Direitos e deveres dos usuários

A Resolução estabelece direitos e deveres dos usuários de serviços de transporte marítimo (em cabotagem ou longo curso) ou de operações nas navegações de apoio marítimo ou portuário. Em suma, a norma garante os direitos dos usuários de receberem serviço adequado, principalmente no tocante ao tratamento igualitário e isonômico a ser dado e na transparência das informações relativas aos serviços contratados.

Cadastro de NVOCCs estrangeiros

A resolução criou a necessidade de cadastro perante a ANTAQ do transportador marítimo não operador de navio (NVOCC) estrangeiro. Trata-se de um cadastro adicional para atuação do NVOCC estrangeiro no Brasil, que também precisa nomear um Agente Desconsolidador de Carga Marítima como seu representante no país e cadastrar-se perante o Departamento do Fundo da Marinha Mercante (DEFMM), por meio do sistema Mercante.

Sobre-estadia de contêineres (“demurrage”)

Trata-se de outro ponto de inovação pela ANTAQ, que regula algumas questões relativa à sobre-estadia de contêineres (“demurrage”), como, por exemplo, estabelece a forma de contagem do prazo de livre estadia do container e regula a responsabilidade do usuário, embarcador ou consignatário pela sobre-estadia.

Novas infrações e sanções administrativas

A Resolução alterou ainda a formula de cálculo do valor das multas aplicadas pela ANTAQ e o valor máximo da multa a ser aplicada, de acordo com enquadramento do porte da empresa: microempreendedor individual (MEI), microempresa (ME), empresa de pequeno porte (EPP) ou empresa de médio porte e empresa de grande porte.

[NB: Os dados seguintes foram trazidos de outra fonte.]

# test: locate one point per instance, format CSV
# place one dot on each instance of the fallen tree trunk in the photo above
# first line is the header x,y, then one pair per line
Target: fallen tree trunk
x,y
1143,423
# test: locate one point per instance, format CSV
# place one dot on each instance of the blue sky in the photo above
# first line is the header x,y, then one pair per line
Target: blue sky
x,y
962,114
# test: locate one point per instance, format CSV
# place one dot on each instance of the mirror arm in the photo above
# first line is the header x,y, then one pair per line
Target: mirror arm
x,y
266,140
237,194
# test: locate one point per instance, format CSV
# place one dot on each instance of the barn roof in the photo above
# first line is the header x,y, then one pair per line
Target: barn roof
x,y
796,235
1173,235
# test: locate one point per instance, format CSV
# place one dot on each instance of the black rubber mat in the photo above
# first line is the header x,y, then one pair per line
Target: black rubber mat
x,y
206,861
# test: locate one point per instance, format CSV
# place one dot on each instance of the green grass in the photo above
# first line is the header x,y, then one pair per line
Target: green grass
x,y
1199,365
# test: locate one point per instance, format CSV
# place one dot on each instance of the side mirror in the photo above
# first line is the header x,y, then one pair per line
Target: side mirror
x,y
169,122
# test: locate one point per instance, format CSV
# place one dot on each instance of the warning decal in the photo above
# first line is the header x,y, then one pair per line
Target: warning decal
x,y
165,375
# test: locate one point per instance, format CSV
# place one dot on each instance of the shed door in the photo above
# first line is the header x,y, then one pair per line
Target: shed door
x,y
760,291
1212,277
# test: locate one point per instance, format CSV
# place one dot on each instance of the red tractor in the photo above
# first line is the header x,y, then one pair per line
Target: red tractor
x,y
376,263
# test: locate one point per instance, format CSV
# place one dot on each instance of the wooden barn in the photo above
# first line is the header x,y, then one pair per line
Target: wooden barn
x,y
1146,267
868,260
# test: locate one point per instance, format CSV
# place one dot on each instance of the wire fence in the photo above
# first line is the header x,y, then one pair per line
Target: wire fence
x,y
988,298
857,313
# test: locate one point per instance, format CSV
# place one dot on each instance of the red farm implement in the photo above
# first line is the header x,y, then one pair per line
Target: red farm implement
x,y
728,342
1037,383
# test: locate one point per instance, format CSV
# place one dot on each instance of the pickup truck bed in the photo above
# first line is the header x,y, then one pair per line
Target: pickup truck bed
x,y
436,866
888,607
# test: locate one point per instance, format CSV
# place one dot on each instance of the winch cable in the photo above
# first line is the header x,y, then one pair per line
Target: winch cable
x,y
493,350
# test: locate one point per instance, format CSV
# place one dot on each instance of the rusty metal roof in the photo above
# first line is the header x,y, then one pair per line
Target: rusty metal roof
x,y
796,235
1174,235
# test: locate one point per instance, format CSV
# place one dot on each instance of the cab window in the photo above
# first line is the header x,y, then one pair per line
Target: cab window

Ademais, a Resolução também estabeleceu novas infrações e sanções administrativos para o descumprimento das obrigações estabelecidas na norma, tal como: (i) retaliar, discriminar ou recusar o fornecimento de serviço a determinado usuário – aplicação de multa de até R$ 100 mil; (ii) cobrar valor de sobre-estadia de contêiner referente ao prazo de livre estadia – aplicação de multa de até R$ 100 mil; (iii) suprimir injustificadamente escala de linha regular contratada – aplicação de multa de até R$ 100 mil.

Por fim, a RN 18/2017 consolidou e atualizou as penalidades referentes ao descumprimento de normas relativas ao afretamento (Resolução Normativa nº 01/2015) e à autorização para operar como EBN (Resolução Normativa nº 05/2016). Houve alteração nos valores máximos de maneira geral, as multas relacionadas ao descumprimento dos requisitos para obtenção e manutenção da autorização para operar como EBN foram majoradas.